It's possible that additional work has been done on this topic since the Newhall paper you linked, but if so, it does not cite that paper.
There is a non-peer-reviewed paper that also allows fitting acceleration data, as well, but acceleration is not used in the JPL ephemerides.
There are probably pieces of software in various places for producing Chebyshev fits of functions. For example, Numerical Recipes includes an algorithm which works when the original function is available. However, for fitting Chebyshev polynomials to coordinates and velocities at discrete times, the Newhall algorithm is my recommendation for several reasons:
If you only fit positions, but not velocities, the Chebyshev representation will not be faithful to actual spacecraft or planetary trajectories; it will only be correct at the times used for the fit and only for position.
Even at the points used for the fit, your error will be high.
Your terminal points (first and last time) will not be sufficiently constrained, so if you represent a trajectory using multiple Chebyshev polynomials, there will be discontinuities.
The Newhall algorithm addresses these problems. I don't see anything better out there, and I've looked around a bit.
As Dave Hammen mentions, the Newhall paper does include a velocity weighting of 0.4, which they say they arrived at experimentally, though they provide no data.
It is also beneficial, but not necessary, to use points which are arbitrarily spaced in specific circumstances. That is, if we fit a $n$-degree polynomial at the $n+1$ roots of the $n+1$ degree Chebyshev, we minimize the upper bound on the error; see Theorem 16.10 at the link. The roots of a degree $n+1$ Chebyshev polynomial are given by
$$t_i = \cos\left(\frac{2i+1}{2n+2}\pi\right)\,\text{ for } i = 0,\dots,n\,\text{.}$$
(Of course, $t$ needs to be scaled from $[-1,1]$ to your full ephemeris time interval $[a,b]$.)

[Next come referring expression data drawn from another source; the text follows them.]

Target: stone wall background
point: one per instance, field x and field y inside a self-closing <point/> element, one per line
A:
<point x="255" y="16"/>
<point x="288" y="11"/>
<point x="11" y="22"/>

The Newhall paper seems to use points which are equally spaced. According to the equation above, equally spaced points are not optimal, however. Indeed, if you're using the Newhall method, you should fit to the roots (the equation above) and, I think, to the position extrema as well (I have not proved this to my satisfaction yet). Including the extrema ought to also give you the terminal points.
The good news is it ought to only be two hundred or so lines of Python code (based on my own implementation). Might take you about a day to implement.